Октя в испуге отшатнулась.
– Погоди. Это дело житейское. – Николай вложил ей в руку несколько купюр и с силой сжал ее пальцы в кулак. – Идем. Вас подвезут. Я сейчас все организую. – Он цепко взял ее за локоть, быстро повел вниз.
На улице моросил дождь. Пригнувшись, Николай добежал до машины, открыл дверцу. Октя в растерянности стояла в парадной, все еще зажав в руке купюры.
– Ну что же ты! – Прикрикнул Николай, – иди!
В машине было темно и холодно. Октя забилась на заднее сиденье, закутавшись в поношенный плащик. «Как же так?! Словно нищенке – подаяние дал. – Она то дотрагивалась до денег, нервно комкая их, то вдруг отдергивала руку, словно они обжигали ее. – Да ведь ты и есть нищая». – «Сир, наг и нищ», – вдруг выскочило откуда-то из закоулков памяти. Октя не заметила, как к машине подошел Николай. Вздрогнула, когда он приоткрыл дверцу, зачастил какой-то веселой фальшиво-ласковой скороговорочкой:
– А я тебе постояльца привел. Прошу любить и жаловать. Иван Ильич.

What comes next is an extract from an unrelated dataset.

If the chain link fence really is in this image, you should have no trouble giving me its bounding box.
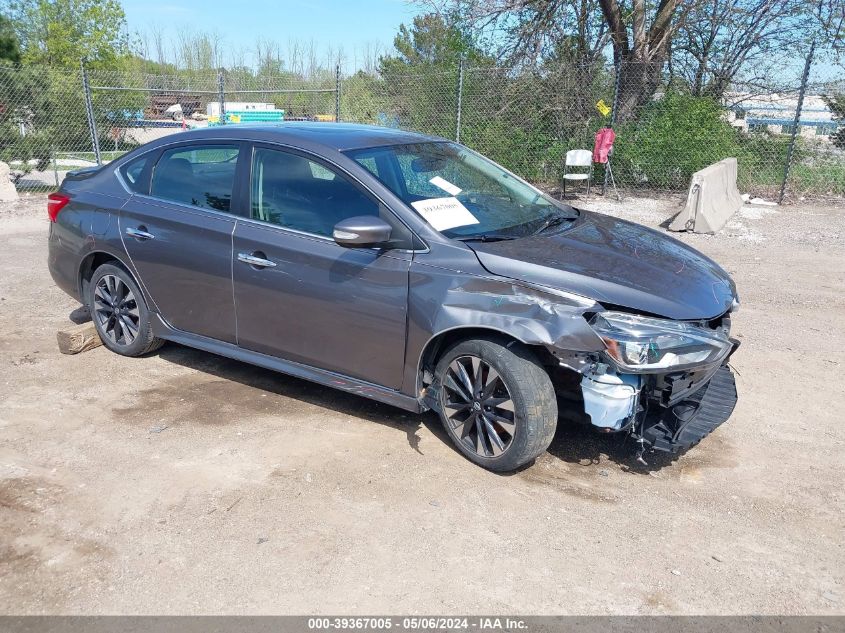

На переднее сиденье сел высокий мужчина в куртке. Полуобернувшись, кивнул Окте, но она в полутьме не разглядела его лица.
Круглолицый бородач сел за руль:
– Куда ехать? – Спросил он устало и бросил через плечо Николаю, – сегодня меня не ждите.
– То есть как «не ждите»? – Вскинулся Николай.
Ведь главный вопрос не решен. Погоди. – Он обошел машину и, пригнувшись к уху бородача, начал что-то втолковывать.
Сидящий впереди мужчина, казалось, не замечая их разговора, сосредоточенно копался в целлофановом мешке.
– Зябко тут у вас. Сыро. Дождь целый день льет. А ведь лето. – Он произнес эти слова тихим, сиплым басом, ни к кому не обращаясь и натягивая чуть не до самых глаз вязаную шапочку с помпоном.
– Вот-вот, – оживился Николай. И рассыпался мелким смешком. – Я и говорю этим лабасам: «У вас картошка и та через год родится. Как же вы жить будете сами?»
– Хватит тебе, – перебил его бородач и захлопнул дверцу.